Sydney School of Public Health, University of Sydney, Sydney, New South Wales, Australia, Centre for Kidney Research, The Children's Hospital at Westmead, Westmead, New South Wales, Australia, and Concord Repatriation and General Hospital, Concord, New South Wales, Australia.
Centre for Kidney Research, The Children's Hospital at Westmead, Westmead, New South Wales, Australia, Liverpool Hospital and Ingham Institute for Applied Medical Research, Liverpool, New South Wales, Australia, and Western Sydney Clinical School, University of New South Wales Medicine, Sydney, New South Wales, Australia.
Arthritis Care Res (Hoboken). 2022 Aug;74(8):1234-1243. doi: 10.1002/acr.24782. Epub 2022 Jun 1.

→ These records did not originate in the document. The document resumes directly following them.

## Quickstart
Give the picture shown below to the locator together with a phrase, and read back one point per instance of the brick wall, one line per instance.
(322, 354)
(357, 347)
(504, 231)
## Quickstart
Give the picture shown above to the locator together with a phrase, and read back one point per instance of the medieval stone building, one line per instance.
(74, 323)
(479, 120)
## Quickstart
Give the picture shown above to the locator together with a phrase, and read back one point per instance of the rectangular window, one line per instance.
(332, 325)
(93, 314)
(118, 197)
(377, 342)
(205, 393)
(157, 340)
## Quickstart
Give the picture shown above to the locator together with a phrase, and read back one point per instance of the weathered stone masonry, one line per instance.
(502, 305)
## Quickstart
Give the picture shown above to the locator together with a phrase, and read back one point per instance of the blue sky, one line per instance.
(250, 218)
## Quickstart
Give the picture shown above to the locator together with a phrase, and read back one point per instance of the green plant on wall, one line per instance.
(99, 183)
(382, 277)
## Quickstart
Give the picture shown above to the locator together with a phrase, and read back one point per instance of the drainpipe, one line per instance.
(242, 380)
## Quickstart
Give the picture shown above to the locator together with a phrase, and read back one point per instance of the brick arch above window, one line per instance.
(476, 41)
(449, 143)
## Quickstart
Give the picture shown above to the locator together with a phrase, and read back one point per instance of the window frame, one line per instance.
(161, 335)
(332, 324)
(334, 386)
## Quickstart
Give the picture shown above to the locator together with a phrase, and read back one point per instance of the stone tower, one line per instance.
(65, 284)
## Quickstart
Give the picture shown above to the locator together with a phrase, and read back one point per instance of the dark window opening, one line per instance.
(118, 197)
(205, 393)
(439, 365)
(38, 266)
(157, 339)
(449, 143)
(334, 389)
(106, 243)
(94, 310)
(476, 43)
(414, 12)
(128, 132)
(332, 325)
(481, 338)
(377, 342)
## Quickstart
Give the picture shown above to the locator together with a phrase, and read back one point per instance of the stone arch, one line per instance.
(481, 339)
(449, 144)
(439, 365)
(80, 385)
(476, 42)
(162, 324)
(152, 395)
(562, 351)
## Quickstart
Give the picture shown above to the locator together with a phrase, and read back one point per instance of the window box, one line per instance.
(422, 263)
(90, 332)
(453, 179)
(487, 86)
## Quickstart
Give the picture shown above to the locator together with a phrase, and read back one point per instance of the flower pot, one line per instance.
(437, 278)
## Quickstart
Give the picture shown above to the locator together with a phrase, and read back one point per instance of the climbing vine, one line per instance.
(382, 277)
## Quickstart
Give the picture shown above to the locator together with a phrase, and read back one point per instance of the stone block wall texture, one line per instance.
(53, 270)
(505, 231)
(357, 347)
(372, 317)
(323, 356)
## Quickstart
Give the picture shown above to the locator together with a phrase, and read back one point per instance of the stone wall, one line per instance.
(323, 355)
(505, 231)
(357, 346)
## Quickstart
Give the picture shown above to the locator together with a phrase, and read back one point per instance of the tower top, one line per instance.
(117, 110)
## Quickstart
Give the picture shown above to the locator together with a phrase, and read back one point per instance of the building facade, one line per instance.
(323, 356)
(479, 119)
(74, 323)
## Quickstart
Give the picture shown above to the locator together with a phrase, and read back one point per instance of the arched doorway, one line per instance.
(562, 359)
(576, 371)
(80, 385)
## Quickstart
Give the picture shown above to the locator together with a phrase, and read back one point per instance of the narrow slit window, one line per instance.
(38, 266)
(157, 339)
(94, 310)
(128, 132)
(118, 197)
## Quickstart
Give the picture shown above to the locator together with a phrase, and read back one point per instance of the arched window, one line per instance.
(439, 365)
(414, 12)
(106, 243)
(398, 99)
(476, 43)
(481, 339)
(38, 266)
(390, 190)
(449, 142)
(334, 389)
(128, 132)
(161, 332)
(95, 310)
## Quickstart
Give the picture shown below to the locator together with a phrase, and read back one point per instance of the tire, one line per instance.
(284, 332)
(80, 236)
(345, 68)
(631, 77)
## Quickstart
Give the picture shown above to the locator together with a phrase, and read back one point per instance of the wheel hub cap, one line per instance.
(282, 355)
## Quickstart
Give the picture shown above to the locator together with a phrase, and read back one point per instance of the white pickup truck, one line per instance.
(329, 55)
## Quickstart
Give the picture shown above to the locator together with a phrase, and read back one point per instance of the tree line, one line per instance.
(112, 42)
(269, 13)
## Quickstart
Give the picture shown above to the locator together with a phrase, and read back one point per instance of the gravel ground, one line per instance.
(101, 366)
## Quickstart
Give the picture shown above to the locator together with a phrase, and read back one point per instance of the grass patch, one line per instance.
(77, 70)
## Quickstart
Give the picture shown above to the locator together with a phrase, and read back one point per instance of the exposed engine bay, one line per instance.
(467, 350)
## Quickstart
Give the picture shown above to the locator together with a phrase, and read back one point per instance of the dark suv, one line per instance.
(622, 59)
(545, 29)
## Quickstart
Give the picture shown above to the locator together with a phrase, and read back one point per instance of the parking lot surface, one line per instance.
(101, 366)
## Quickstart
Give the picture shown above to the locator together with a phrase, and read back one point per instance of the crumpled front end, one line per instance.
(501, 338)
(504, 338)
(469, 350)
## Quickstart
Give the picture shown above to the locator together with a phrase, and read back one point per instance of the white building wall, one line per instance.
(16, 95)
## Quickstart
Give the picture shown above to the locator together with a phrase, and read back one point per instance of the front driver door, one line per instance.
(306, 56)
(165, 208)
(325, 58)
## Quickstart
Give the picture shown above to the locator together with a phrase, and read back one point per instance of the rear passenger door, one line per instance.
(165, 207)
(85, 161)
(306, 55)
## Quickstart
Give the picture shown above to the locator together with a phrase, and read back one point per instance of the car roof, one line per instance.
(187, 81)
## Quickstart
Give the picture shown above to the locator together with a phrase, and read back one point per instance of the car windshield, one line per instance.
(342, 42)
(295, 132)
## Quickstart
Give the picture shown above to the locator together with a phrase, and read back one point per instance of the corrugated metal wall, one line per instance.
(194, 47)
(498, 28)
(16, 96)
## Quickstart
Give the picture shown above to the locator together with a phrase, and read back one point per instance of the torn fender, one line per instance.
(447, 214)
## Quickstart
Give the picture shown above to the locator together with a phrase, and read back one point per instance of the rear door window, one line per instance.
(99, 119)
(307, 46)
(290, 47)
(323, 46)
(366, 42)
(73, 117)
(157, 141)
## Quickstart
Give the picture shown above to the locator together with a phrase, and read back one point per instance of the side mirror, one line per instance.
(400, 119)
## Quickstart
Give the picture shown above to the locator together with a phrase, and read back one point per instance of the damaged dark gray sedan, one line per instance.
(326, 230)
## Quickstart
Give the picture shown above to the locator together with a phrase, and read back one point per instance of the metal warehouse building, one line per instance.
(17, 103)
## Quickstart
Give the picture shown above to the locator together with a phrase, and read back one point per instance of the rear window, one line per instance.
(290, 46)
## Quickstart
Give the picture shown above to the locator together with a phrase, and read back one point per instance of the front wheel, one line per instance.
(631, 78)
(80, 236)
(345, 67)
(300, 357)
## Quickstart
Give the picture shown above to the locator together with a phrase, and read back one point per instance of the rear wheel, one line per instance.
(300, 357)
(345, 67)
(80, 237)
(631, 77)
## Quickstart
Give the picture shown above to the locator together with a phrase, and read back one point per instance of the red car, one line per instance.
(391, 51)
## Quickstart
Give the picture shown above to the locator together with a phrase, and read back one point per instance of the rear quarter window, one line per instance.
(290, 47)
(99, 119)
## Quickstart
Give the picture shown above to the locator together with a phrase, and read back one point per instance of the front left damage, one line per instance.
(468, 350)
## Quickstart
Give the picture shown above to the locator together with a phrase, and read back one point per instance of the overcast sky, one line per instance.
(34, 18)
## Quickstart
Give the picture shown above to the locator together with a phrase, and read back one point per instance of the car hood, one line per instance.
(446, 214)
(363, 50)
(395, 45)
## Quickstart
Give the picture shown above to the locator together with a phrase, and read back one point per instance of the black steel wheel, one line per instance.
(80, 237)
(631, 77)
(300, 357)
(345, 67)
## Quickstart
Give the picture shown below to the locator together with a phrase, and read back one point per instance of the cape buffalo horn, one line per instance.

We aimed to assess patient preferences for the characteristics and outcomes of biologic and targeted synthetic disease-modifying antirheumatic drugs (DMARDs) to manage psoriatic arthritis.
We conducted a discrete choice experiment in patients with psoriatic arthritis from 3 rheumatology centers in Sydney, Australia. We assessed preferences for different attributes of biologic medications. The route and frequency of medications had a range of 5 levels, and the following 7 attributes had a range of 3 levels: the ability to attend to normal activities, improvements in joint pain, enthesitis and skin disease, chance of disease remission, risk of infection, and risk of severe adverse events. Multinomial logit models including a latent class model were used to calculate preferences.
Of the 150 participants, 58.3% were female, with a median age of 53.5 years. The attributes in order of preference using the β coefficient in absolute values (95% confidence interval [95% CI]) were as follows: oral route compared to subcutaneous and intravenous routes (β coefficient 1.00 [fixed parameter]), avoiding severe side effects (β coefficient 0.72 [95% CI 0.50, 0.95]), increasing ability to attend to normal activities (β coefficient 0.66 [95% CI 0.36, 0.96]), avoiding infections (β coefficient 0.38 [95% CI 0.23, 0.53]), improvement in enthesitis pain (β coefficient 0.28 [95% CI 0.20, 0.36]), improvement in psoriasis (β coefficient 0.28 [95% CI 0.20, 0.36]), increasing chance of remission (β coefficient 0.27 [95% CI 0.19, 0.36]), and improvement in joint pain (β coefficient 0.26 [95% CI 0.00, 0.52]).
When choosing biologic medications, patients with psoriatic arthritis preferred oral medications. Patients prioritized avoiding severe complications, maintaining the ability to attend to work and normal activities, and avoiding infection over clinical measures of efficacy.
我们旨在评估患者对生物制剂和靶向合成改善病情抗风湿药物(DMARDs)治疗银屑病关节炎的特征和结局的偏好。
我们在澳大利亚悉尼的 3 个风湿病中心开展了一项离散选择实验,评估了患者对生物药物不同属性的偏好。药物的给药途径和频率有 5 个水平,以下 7 个属性有 3 个水平:参加正常活动的能力、关节痛、附着点炎和皮肤疾病的改善、疾病缓解的机会、感染风险和严重不良事件风险。使用多项逻辑回归模型(包括潜在类别模型)计算偏好。
在 150 名参与者中,58.3%为女性,中位年龄为 53.5 岁。按照绝对值(95%置信区间[95%CI])β系数排序的偏好属性如下:口服途径优于皮下和静脉途径(β系数 1.00[固定参数]),避免严重副作用(β系数 0.72[95%CI 0.50,0.95]),增加参加正常活动的能力(β系数 0.66[95%CI 0.36,0.96]),避免感染(β系数 0.38[95%CI 0.23,0.53]),附着点炎疼痛改善(β系数 0.28[95%CI 0.20,0.36]),银屑病改善(β系数 0.28[95%CI 0.20,0.36]),缓解机会增加(β系数 0.27[95%CI 0.19,0.36]),关节痛改善(β系数 0.26[95%CI 0.00,0.52])。
在选择生物制剂时,银屑病关节炎患者更倾向于口服药物。与临床疗效指标相比,患者更优先考虑避免严重并发症、保持参加工作和正常活动的能力以及避免感染。